An electron is fired at 4.0x10^6 m/s horizontally....

[LionLieOn]

Homework Statement

An electron is fired at 4.0x10^6 m/s horizontally between the parallel plates as shown, (see attachment) starting at the negative plate. The electron deflects downwards and strikes the bottom plate. The magnitude of the electric field between the plates is 4.0 x10^2 N/C. The separation of the plates is 2.0 cm

A) find the acceleration of the electron
b) find the horizontal distance traveled by the electron when it hits the plate
c) find the velocity of the electron as it strikes the plate

Homework Equations

The Attempt at a Solution

Please see attachments for answers A and B.

I'm having trouble with question C.

I'm using the equation, " V2^2 = V1^2 + 2a (d) " to find V2 however, I'm not too sure which "d" I should use, the distance between the 2 plates (2.0cm) or the distance I found for question B. Can someone give me an explanation as to which one I need to use and why?

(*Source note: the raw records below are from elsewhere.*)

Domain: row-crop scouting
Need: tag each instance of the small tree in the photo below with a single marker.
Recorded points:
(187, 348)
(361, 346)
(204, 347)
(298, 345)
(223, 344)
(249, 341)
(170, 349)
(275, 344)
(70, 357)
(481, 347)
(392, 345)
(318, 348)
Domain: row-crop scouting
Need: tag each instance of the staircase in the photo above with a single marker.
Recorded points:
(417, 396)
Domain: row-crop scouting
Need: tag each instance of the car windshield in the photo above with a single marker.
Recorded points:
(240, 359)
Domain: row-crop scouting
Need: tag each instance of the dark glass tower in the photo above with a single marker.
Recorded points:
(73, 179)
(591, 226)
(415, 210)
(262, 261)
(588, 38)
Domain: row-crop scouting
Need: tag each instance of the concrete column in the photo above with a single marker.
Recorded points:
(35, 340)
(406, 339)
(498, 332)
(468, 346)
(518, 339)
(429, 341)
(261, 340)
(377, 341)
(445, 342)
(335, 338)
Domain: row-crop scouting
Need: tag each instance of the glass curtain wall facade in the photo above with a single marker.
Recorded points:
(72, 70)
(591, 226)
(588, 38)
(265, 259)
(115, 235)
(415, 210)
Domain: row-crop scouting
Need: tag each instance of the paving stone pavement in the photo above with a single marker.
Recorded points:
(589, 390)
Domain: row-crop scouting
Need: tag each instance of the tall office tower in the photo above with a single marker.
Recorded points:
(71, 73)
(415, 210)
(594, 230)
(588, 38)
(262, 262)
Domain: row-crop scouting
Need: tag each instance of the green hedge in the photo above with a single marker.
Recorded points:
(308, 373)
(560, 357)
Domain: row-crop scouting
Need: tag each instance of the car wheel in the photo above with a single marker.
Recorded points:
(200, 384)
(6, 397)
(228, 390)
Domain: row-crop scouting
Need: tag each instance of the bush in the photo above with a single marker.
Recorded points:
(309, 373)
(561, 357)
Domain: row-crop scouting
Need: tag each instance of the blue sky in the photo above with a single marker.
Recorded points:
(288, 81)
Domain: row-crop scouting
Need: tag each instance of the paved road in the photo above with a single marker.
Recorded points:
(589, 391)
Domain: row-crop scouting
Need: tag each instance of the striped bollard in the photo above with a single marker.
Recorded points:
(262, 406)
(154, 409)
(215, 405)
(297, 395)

Or am I using the wrong formula/ Approaching the question wrong ?

 

[PeroK]

Which component of the velocity are you trying to calculate with your equation? Horizontal or vertical?

 

[cheapstrike]

Assuming x-axis to be parallel to the plates, there is no force in the x direction, therefore acceleration is zero. Apply equation of motion to find v_x, distance here will be d_x. There is acceleration in y direction, so calculate v_y accordingly. Calculate net velocity.

 

[LionLieOn]

Which component of the velocity are you trying to calculate with your equation? Horizontal or vertical?

Vertical.

I'm assuming I use the distance between the plates (2.0 cm = 0.02 m) since I'm trying to find the Vertical component. It wouldn't make any sense if I use 0.096m since that's horizontal.

Or am I wrong?

 

[PeroK]

Vertical.

I'm assuming I use the distance between the plates (2.0 cm = 0.02 m) since I'm trying to find the Vertical component.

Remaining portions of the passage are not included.